A representative of one Texas-based bank said its energy-lending business is still booming, thanks to its focus on smaller, independent E&P companies.

"We do loans as small as $50,000 and go up to around $7 million. Competition in our space isn't as rough because of the kinds of financings we do. It isn't until a client is looking for loans that are larger than $10 million that it becomes more challenging for us to compete."

Clients want funding to always be available in case a great project comes along, and this hasn't changed in the face of fluctuating oil and gas prices, the banker added. "Those high prices are good for our customers, which in turn is good for us. The changes in natural gas pricing haven't affected the number of energy financings we do."

Concord, California-based Harwood Capital executives aren't experiencing any slowdown in placing capital, either.
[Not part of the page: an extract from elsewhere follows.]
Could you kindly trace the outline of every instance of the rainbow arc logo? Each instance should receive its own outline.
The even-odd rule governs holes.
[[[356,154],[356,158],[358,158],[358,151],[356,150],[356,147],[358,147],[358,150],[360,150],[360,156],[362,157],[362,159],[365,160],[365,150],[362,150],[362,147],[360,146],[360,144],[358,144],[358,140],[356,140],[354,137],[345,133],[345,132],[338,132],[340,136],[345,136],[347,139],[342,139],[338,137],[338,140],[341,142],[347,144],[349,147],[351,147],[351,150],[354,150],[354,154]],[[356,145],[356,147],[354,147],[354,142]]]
The firm specializes in early-stage venture capital from $50,000 to $20 million, depending on the project, said Tom Swaney, president. Harwood was formed in 1990 to finance and manage oil and gas projects in the Lower 48 and India, Papua New Guinea, Fiji and China.

Swaney said geologists often approach Harwood with project plans, and the firm provides the capital to get the seismic and drilling under way. Unlike most traditional banks and mezzanine lenders, Harwood will lend on exploration ideas.

Swaney said, "We lend in smaller amounts, but because it's early-stage capital, the risks are higher. I've been told that we're filling a pretty unique lending niche for the industry. Because of this, competition isn't affecting us as much as it's probably affecting others."

Hybrid lender and working-interest partner Patriot Exploration Co. Inc., Houston, uses a financing structure that provides low-cost capital to drill proven undeveloped reserves. In return for the tax benefits associated with drilling, the firm provides operators with a large back-in interest after payout, an opportunity to keep 100% ownership and balance-sheet leverage, without the high cost of mezzanine financing. Patriot also takes second position to senior lenders until the preferred payout.

"We will never dilute anybody through our financing," said Jonathan Feldman, principal and chief executive. "We'll partner up and back ideas. We'll also be a working-interest partner. We have tremendous flexibility."

Patriot's energy investments range between $5- and $15 million to date.

"There is really plenty of capital going around right now," Feldman said. "But some providers are going to end up getting burned, as capital pricing is getting out of sync with risks. The influx of capital is great for the industry, but eventually, capital providers aren't going to keep getting compensated for the risks they'll have to take. Returns will start going down unless commodity pricing keeps going up."

This year's midyear NAPE drew more than 5,000 attendees, and exhibitors booked more than 400 booths.